Keadaan mulai berubahpada waktu Nabi Muhammad saw. salah seorang
dari Bani Hasyim, mendapatkan wahyu dari Allah swt. Untuk mengembangkan agama
Islam. Dengan berkembangnya agama Islam, Bani Umayyah merasa bahwa kekuasaan
dan perokonomiannya terancam. Oleh sebab itu, mereka menjadi penentang utama
dalam perjuangan Nabi Muhammad saw. Abu Sufyan bin Harb, salah satu anggota
Bani Umayyah, beberapa kali menjadi pemimpin Quraisy Mekah dalam peperangan
melawan pihak Nabi Muhammad saw. Setelah Islam menjadi kuat dan mampu merebut
Mekah, Abu Sufyan bin Harb dan pihaknya menyerah. Peristiwa itu dinamakan Fathu Makkah dan terjadi pada tahun 8 hijrah.
Akhirnya, Abu Sufyan bin Harb dan anaknya Mu'awiyyah bin Abu Sufyan,
sebagaimana sisa-sisa penduduk Mekkah lainnya memeluk islam. Peristiwa ini
menjadi awal berperannya Bani Umayyah dalam sejarah Islam. Selanjutnya adalah pemaparan
tentang khalifah-khalifah pada masa Bani Umayyah 1.
Muawiyah bin Abi Sufyan (602 – 680) bergelar Muawiyah I adalah khalifah pertama dari Bani
Umayyah. Muawiyah diakui oleh kalangan Sunni sebagai salah seorang Sahabat
Nabi, walaupun keislamannya baru dilakukan setelah Mekkah ditaklukkan. Kalangan
Syi’ah sampai saat ini tidak mengakui Muawiyah sebagai khalifah dan Sahabat
Nabi, karena dianggap telah menyimpang setelah meninggalnya Rasulullah SAW. Ia
diakui sebagai khalifah sejak Hasan bin Ali, yang selama beberapa bulan
menggantikan ayahnya sebagai khalifah, berbai’at padanya. Dia menjabat sebagai
khalifah mulai tahun 661 (umur 58-59 tahun) sampai dengan 680. Terjadinya
Perang Shiffin makin memperkokoh posisi Muawiyah dan melemahkan kekhalifahan
Ali bin Abu Thalib, walaupun secara militer ia dapat dikalahkan. Hal ini adalah
karena keunggulan saat berdiplomasi antara Amru bin Ash (kubu Muawiyah) dengan
Abu Musa Al Asy’ari (kubu Ali) yang terjadi di akhir peperangan tersebut.

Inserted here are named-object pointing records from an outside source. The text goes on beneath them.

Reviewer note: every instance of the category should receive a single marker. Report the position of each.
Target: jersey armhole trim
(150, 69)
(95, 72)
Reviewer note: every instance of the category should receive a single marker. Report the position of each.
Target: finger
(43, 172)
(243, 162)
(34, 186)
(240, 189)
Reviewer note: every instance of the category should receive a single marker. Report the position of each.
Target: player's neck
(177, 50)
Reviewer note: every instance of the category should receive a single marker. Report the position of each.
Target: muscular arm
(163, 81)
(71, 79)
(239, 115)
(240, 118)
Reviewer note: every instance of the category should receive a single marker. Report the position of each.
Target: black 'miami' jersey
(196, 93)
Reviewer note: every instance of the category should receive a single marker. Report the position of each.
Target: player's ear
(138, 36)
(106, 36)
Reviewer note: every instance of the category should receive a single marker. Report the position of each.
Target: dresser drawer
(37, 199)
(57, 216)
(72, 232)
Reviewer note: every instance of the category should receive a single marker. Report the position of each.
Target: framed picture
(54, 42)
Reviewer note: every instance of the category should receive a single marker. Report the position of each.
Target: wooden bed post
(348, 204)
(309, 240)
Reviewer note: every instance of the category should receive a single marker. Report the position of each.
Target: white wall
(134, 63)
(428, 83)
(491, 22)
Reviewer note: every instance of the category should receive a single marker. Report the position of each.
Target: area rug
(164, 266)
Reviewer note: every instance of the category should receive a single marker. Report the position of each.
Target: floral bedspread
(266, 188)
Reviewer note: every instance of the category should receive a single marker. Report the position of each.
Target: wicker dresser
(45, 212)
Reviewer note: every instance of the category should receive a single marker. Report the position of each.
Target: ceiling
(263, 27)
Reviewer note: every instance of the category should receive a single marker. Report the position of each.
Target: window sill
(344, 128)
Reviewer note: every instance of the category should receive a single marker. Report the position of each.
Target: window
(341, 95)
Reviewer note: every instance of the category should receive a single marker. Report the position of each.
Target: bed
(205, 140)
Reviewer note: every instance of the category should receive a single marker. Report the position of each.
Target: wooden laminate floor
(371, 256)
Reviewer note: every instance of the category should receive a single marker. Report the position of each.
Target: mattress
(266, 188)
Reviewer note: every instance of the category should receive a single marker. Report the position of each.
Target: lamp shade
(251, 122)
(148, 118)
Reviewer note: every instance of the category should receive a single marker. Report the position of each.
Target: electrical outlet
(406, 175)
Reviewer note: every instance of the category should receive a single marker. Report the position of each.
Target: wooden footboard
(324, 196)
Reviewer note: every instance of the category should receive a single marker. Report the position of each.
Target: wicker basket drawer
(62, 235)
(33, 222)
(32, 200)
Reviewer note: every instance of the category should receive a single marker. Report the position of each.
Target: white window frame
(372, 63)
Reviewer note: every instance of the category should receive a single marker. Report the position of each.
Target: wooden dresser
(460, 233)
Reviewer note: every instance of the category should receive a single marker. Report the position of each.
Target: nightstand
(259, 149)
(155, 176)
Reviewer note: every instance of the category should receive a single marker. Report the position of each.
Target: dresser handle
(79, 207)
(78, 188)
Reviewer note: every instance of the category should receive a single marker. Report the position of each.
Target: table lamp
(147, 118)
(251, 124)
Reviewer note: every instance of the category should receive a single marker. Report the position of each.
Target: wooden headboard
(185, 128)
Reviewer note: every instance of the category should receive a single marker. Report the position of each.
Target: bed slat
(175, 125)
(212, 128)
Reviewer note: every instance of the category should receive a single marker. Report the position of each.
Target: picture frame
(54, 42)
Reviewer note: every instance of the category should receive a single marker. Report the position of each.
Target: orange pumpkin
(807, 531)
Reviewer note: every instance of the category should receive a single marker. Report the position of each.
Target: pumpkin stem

Seperti halnya Amru bin Ash, Muawiyah adalah seorang administrator dan
negarawan ulung.
Ibnu Thabathiba[1] berkata tentang Muawiyah: “Muawiyah
bagus siasatnya, pandai mengatur urusan duniawi, cerdas, bijaksana, fasih,
baligh, dimana ia perlu berlapang dada dan dapat pula bersifat keras, tetapi
lebih sering ia berlapang dada. Lagi pula ia dermawan, rela mengorbankan harta,
amat suka memegang pimpinan. Kedermawanannya melebihi kedermawanan orang-orang
bangsawan dalam kalangan rakyatnya.”
Dimasa pemerintahannya, dialah yang mula-mula yang memerintahkan
supaya prajurit-prajurit mengangkat senjata-tembok bila mereka berada di
hadapannya. Dan dia pulalah khalifah yang mula-mula menyuruh agar dibuatkan
“anjung” dalam masjid tempatnya sembahyang untuk menjaga keamanan dirinya dari
musuh, hal ini disebabkan karena Khalifah Umar Bin Khatthab dan Khalifah Ali
Bin Abi Yhalib pernah terbunuh ketika sedang sembahyang[2].
Selain itu Muawiyah juga mengadakan dinas-pos pada tempat-tempat
tertentu di sepanjang jalan disediakan kuda lengkap dengan peralatannya. Selain
itu, Muawiyah juga yang mula-mula mendirikan kantor cap (Percetakan mata uang) [3].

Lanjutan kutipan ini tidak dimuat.